Özet:
Due to an explosion in the quantity of DNA sequences over the past decades, development of new methods to accurately detect the genes is vital. The success of these methods strongly depends on precise identification of the splice sites.
In eukaryotic genomes, each gene is composed of exons and introns. During DNA transcription only exons of the gene, which contain codes for proteins are transcribed into mRNAs. The term splice site refers to the boundary between exon and intron. While the intron-exon junction with consensus dinucleotide AG is called acceptor splice site, donor splice site refers to an exon-intron junction with consensus dinucleotide GT. In DNA sequence, splice site prediction is a search problem for finding donor and acceptor boundaries.

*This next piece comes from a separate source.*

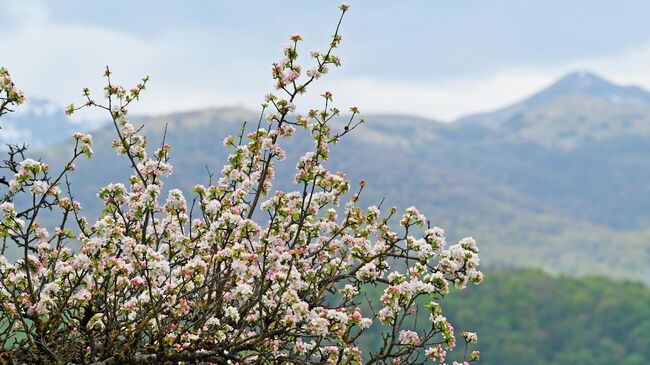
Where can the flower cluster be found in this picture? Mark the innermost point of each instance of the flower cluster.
(156, 279)
(9, 94)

Numerous Machine Learning methods have been used for splice sites identification. Performances of these methods highly depend on the DNA encoding approaches, which try to extract informative features from DNA sequences.
Using AdaBoost classifier, we have proposed three new DNA encoding methods for feature extraction by combining several approaches that have already proven successful in determining pattern around splice sites. the proposed approaches provided significantly better performance than eleven current state-of-the-art algorithms based on several performance criteria.
We also have developed an online prediction server (HSSAda) based on proposed approach, which is freely available at https://pashaei.shinyapps.io/hssada. The HSSAda tool achieved higher accuracy while compared with the existing tools like NNplice, WMM, MM1, and MEM, using the
independent test set. It is believed the proposed methods can be helpful in discovering location and structure of eukaryotic genes due to their high prediction accuracy and simplicity.
We also assessed the performance of RF as classification and feature selection method in splice site prediction domain. The investigation tried to answer the question whether RF outperforms SVM, which is the most outstanding classification approach in splice site detection, using Markovian encoding methods or not.
Finally, we proposed another DNA encoding method using SVM and second order Markov model for splice site detection.